В тот же день Макарьевна объявила:
– Ей больше одной быть не нужно. Со дня на день рожать будет. Вы, черти, ей долго думать не давайте, вредно это.
С этого дня Ольга ни на минуту не оставалась одна. То около её постели сидела Макарьевна, стуча спицами и громогласно рассказывая сказки про попов и домовых; то Варька делилась с ней последними сплетнями, то бренчал рядом на гитаре Кузьма. Иногда Ольга поднималась на подушках и сама брала в руки гитару. Она играла забавные польки и гусарские вальсы, но быстро уставала, и часто Кузьма едва успевал подхватить гитару из её ослабевших рук. Но чаще остальных с ней оставался Илья. Про себя он уже сто раз проклял тот день, когда ему взбрело в голову начать учиться грамоте. От "глаголей" и "ижиц" распухала голова. По ночам вместо племенных жеребцов, Настиных глаз и Лизкиной груди снились собственные кривые "азы" и "буки". Несколько раз терпение Ильи лопалось, и старая псалтырь Макарьевны летела в угол:
– Не могу больше, мозги уже вылезают! Не цыганское это дело – грамота. Пропади пропадом, пусть господа читают!

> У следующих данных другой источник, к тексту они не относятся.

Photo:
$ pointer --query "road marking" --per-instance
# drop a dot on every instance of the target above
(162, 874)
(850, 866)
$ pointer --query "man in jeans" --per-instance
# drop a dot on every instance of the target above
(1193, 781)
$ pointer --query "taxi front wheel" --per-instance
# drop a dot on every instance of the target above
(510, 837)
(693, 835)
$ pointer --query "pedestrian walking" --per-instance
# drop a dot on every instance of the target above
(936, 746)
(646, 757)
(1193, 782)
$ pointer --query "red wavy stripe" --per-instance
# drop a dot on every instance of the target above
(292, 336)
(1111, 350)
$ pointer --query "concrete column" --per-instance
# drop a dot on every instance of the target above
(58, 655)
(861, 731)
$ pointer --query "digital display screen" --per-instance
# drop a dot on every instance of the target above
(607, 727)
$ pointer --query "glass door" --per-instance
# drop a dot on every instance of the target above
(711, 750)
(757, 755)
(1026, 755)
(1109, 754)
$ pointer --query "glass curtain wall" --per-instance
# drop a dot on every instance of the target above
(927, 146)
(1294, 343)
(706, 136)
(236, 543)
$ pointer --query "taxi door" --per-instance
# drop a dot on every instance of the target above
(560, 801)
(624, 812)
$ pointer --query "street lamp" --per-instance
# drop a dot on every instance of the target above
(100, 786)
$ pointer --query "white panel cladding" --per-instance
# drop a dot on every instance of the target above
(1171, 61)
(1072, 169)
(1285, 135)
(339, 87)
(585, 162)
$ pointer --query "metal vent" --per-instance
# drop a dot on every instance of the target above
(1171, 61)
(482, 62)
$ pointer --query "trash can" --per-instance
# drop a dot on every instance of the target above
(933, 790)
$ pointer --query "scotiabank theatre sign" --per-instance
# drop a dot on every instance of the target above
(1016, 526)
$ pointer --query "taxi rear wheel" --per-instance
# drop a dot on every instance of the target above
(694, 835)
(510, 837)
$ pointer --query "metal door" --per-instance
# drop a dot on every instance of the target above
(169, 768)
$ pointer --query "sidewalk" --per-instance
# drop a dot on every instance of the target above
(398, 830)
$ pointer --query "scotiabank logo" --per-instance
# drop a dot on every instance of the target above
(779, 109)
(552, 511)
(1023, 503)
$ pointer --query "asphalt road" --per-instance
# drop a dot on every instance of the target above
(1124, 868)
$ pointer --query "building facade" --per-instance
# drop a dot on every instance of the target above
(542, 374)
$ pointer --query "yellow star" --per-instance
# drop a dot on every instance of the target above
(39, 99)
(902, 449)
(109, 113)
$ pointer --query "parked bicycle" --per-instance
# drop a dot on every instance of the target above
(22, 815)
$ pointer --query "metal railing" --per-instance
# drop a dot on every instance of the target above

– Ну, ну… Успокойся. Подними книгу. Иди сюда. У тебя уже хорошо выходит… - увещевал с кровати слабый, то и дело прерывающийся голос.
Илья смущённо умолкал. Вставал, шёл за псалтырью - и его мученье начиналось сызнова. В сенях насмешливым бесенком хихикал Кузьма, Варька смотрела с восхищением, Макарьевна недоверчиво качала головой, но не вмешивалась.
– Чем бы дитё ни тешилось… Пусть хоть на картах гадать его учит – лишь бы про ад не заговаривала.
Ольга с каждым днём уставала всё быстрее. Когда она с покрытым блёстками пота лбом откладывала псалтырь, Илья поднимался, чтобы уйти.
Иногда нарочно медлил, ожидая ставшей уже привычной просьбы:
"Посиди со мной, чяворо". Его не тяготила эта просьба, и, оставаясь наедине с Ольгой, Илья не чувствовал ни капли смущения. Может быть, оттого, что она была на семь лет старше, а сейчас, больная, с измождённым лицом и сизыми кругами у глаз, выглядела на все сорок. Она, не задумываясь, звала Илью "чяворо" и могла, как несмышлёныша, погладить по голове, если он правильно прочитывал длиннющие слова вроде "бакалейная лавка" или "околоточный". К тому же Варька и Макарьевна, занятые по хозяйству, с радостью спихнули на него обязанность развлекать больную и вскоре уже напоминали сами: "Иди с Ольгой побудь, ей одной скучно".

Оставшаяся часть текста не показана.